Dyscalculia Case Study: Cheryl
When I first met Cheryl, she was entering fourth grade but stuck doing kindergarten math work. Her teachers wouldn’t give her higher-level work until she could pass her original worksheets. She felt incapable of ever reaching this goal. She was diagnosed with dyslexia and dyscalculia; personnel at the school she attended had the common, vague understanding of dyslexia as a reading disability, but they weren’t familiar with the term “dyscalculia” at all. Cheryl’s family decided to move her to a small private school that might be better suited to meet her learning needs. The school recommended me as a math specialist who might be able to help.
Cheryl’s mom, Sandra, phoned me to talk about summer tutoring. She didn’t know if there was much hope for Cheryl. This young girl already had four years of struggling with math concepts behind her. It seemed she was destined to never understand numbers. The family goals for Cheryl were to see if she could do any math at all, and see if there was a way to make her school experience a little more positive. Sandra and her husband weren’t concerned with Cheryl getting to grade level math; mom had “never been much of a math person” herself and they didn’t want to set unreasonable goals or make Cheryl feel more pressured than she already did. She told me that Cheryl was very shy and not very happy about doing math at all, especially not over the summer. We set a schedule of one hour sessions, once a week, to see what Cheryl might be capable of.
Cheryl was polite, but withdrawn. She stayed in her room until her mom made her come out. She did not make eye contact with me and didn’t have a lot to say. I knew that jumping in with standard math tools-- pencils, paper, worksheets-- could shut her down even further, so I began our work by asking her questions. How did she feel about math? How did she feel about herself as a mathematician? Which math topics did she feel good about, or at least, which ones did she feel the least badly about? For every emotion-based answer she gave, I affirmed her feelings (“I can understand that”, “I would probably feel that way too”) without attempting to change them or challenge them. When she talked about her past math experiences in school or at home, I allied with her (“That must have been incredibly frustrating” or “No wonder you didn’t want to try after that”), rather than asking her to see things from the adult’s point of view. When she talked about math topics that scared her, I was reassuring (“Oh yeah, fractions are the worst. We’ll fix that, but not for a while. We have plenty of time before we worry about doing that!”). I’ve found that this approach works well with struggling students: Meet them where they are, without judgment. Validate their feelings first, without asking them to validate anyone else’s feelings. Acknowledge their challenges and struggles without making them feel bad for having them. I listen to a lot of teachers and parents who are pretty good at the first half (meet students where they are, validate feelings, acknowledge struggles) but terrible at the second half (without judgment, without other people’s feelings, without making the student feel dumb).

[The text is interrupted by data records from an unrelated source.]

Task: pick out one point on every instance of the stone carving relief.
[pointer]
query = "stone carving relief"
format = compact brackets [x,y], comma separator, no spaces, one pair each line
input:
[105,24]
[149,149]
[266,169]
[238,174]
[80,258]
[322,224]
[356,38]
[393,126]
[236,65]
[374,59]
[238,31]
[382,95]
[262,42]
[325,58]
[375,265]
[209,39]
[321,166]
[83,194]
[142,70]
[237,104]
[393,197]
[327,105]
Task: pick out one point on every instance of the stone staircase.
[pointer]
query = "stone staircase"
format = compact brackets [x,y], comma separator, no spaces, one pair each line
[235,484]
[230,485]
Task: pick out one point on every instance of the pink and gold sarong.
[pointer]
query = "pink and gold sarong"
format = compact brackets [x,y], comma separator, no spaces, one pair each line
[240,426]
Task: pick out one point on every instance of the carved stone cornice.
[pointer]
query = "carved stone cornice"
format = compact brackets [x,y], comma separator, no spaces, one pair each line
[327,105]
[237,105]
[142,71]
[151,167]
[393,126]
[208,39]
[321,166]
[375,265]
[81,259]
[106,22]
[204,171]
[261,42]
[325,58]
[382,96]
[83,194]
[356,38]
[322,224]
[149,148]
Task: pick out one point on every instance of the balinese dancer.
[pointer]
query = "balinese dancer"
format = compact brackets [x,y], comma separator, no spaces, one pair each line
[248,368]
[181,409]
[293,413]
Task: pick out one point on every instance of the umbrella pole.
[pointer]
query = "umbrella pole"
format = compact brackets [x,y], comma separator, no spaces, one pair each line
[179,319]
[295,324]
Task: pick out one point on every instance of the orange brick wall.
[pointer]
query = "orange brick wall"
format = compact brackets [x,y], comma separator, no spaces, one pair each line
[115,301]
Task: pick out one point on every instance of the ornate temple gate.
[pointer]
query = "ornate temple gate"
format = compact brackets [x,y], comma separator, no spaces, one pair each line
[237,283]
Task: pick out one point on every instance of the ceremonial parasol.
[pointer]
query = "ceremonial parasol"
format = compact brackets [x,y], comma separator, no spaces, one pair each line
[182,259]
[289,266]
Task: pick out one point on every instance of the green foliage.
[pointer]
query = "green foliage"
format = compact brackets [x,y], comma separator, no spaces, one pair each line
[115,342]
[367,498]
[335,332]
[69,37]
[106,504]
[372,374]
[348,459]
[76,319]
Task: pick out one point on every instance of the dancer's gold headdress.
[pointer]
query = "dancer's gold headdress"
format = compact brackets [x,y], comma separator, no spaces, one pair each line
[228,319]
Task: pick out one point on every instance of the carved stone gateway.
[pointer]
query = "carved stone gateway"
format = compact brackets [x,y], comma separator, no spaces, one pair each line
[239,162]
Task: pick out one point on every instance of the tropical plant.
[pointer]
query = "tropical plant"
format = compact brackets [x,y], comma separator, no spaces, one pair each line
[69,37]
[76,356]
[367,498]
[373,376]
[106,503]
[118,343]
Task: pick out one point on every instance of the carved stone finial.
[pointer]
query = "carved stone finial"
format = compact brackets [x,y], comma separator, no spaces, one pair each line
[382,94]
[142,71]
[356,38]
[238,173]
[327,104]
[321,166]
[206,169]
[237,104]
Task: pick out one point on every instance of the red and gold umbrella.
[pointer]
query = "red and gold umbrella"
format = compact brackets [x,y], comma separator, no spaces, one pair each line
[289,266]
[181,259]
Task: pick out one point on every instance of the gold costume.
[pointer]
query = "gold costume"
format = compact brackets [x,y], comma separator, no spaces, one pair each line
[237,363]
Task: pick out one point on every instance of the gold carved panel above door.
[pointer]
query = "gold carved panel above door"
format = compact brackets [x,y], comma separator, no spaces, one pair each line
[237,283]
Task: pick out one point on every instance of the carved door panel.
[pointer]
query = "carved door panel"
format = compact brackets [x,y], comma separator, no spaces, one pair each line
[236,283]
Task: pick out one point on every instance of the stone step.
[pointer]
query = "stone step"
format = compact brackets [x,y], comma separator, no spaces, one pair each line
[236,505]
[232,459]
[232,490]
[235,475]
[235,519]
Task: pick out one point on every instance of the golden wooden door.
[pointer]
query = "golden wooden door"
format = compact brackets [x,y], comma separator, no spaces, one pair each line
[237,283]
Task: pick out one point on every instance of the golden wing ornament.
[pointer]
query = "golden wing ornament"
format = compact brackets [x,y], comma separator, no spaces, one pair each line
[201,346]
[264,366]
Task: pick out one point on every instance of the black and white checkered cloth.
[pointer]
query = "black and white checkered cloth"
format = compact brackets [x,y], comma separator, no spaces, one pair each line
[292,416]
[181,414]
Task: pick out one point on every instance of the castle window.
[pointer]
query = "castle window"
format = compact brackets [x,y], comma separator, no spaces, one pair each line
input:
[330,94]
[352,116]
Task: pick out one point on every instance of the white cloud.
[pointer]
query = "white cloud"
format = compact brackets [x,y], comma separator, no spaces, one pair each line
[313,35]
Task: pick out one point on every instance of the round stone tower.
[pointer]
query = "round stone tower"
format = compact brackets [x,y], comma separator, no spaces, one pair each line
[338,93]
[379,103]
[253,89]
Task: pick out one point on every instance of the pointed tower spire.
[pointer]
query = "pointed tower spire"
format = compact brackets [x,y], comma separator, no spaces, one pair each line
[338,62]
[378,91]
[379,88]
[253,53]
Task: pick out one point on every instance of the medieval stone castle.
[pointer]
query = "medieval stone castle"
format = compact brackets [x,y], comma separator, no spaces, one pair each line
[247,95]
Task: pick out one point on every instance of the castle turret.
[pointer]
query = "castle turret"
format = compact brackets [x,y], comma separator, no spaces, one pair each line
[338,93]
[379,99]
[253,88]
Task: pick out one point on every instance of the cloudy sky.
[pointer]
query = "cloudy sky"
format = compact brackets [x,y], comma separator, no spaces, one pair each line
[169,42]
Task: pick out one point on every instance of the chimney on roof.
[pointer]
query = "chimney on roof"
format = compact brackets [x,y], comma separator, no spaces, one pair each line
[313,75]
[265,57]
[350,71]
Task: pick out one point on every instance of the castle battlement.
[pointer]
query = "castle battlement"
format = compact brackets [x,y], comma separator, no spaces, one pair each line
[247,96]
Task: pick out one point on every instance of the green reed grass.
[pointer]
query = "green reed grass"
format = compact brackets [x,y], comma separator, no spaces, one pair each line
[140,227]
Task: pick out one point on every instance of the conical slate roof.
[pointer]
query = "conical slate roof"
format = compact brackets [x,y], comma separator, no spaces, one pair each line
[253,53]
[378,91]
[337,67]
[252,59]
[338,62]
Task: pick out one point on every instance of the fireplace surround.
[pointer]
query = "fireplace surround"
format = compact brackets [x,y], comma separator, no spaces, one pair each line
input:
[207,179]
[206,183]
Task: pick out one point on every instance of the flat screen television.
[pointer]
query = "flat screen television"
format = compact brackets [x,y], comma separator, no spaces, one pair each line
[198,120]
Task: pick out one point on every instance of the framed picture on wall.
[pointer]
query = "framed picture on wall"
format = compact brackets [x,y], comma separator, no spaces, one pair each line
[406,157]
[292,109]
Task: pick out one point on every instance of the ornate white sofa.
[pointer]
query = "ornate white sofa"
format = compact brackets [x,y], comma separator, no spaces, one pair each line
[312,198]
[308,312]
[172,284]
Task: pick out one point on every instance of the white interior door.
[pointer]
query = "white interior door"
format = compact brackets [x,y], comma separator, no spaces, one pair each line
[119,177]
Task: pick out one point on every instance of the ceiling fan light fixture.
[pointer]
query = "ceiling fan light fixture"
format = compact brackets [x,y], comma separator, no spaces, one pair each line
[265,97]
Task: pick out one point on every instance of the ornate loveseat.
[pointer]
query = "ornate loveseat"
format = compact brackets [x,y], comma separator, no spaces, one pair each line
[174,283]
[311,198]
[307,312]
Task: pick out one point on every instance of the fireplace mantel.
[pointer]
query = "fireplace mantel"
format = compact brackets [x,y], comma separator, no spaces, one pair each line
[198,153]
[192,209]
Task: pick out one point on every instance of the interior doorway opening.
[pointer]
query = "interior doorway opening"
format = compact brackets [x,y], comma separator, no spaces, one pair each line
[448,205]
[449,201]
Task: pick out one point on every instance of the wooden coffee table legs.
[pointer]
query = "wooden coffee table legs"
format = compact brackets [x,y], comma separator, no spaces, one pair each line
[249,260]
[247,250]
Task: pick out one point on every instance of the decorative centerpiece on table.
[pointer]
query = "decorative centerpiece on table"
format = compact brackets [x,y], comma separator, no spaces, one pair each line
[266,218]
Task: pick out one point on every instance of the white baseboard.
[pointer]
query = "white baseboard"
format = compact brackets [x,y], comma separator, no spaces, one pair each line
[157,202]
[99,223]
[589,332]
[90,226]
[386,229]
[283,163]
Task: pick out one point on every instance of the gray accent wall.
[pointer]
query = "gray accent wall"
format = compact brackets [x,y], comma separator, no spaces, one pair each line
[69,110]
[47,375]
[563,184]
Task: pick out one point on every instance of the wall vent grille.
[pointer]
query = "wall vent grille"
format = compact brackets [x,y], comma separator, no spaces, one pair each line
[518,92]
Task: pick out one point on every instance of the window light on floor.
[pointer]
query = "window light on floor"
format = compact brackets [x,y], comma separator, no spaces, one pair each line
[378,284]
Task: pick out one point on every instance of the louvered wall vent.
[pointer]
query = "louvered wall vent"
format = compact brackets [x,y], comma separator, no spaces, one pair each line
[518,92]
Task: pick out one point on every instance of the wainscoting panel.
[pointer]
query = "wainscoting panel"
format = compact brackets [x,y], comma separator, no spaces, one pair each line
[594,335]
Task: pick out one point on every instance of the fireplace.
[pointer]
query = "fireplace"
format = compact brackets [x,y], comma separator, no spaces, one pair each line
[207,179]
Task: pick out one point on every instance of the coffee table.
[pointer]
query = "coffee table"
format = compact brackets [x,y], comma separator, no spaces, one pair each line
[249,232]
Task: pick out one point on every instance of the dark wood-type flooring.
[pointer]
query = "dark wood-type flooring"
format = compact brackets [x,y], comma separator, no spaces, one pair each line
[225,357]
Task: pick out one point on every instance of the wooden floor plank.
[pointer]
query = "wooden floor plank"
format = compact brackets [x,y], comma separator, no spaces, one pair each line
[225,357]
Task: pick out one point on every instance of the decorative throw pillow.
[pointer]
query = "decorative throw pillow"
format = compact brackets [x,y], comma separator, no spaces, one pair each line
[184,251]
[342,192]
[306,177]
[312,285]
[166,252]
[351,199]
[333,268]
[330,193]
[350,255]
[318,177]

I asked Cheryl to pick one math-related thing that she wanted to talk about. She chose shapes. She felt like she knew what shapes were, but she always got low scores on her work, and she wanted to know why. “Ok,” I said, “think of everything you know about shapes, and tell me what you know.” She could describe shapes by their names (“Well, there are triangles and squares and circles”) but was confused by their design elements (i.e., number of sides). “Ok,” I said, “I want you to look around the house and find me examples of all the different shapes you can think of.” She came back with a box of cereal and a bowl. We talked about the names for these shapes and how hard it is to find a triangle-shaped item lying around, unless there’s a bag of Doritos handy. We decided to make a poster of shapes, and she wanted to put the names of each shape inside the shape on the poster, because when she looked at a page filled with objects and words, she wasn’t always sure which ones went together. This is where I learned as much as Cheryl did that day: I realized that she had a disconnect between tying text, drawings, and details together into one concept. Once we identified this disconnect, we made a poster with large shapes so that Cheryl could write the shape name and its characteristics inside the shape itself. We also used colors to tie all important information together. Viola! Cheryl never had a question about shapes again. Of course, she had many other math-related questions, and we were able to get to them after this first success.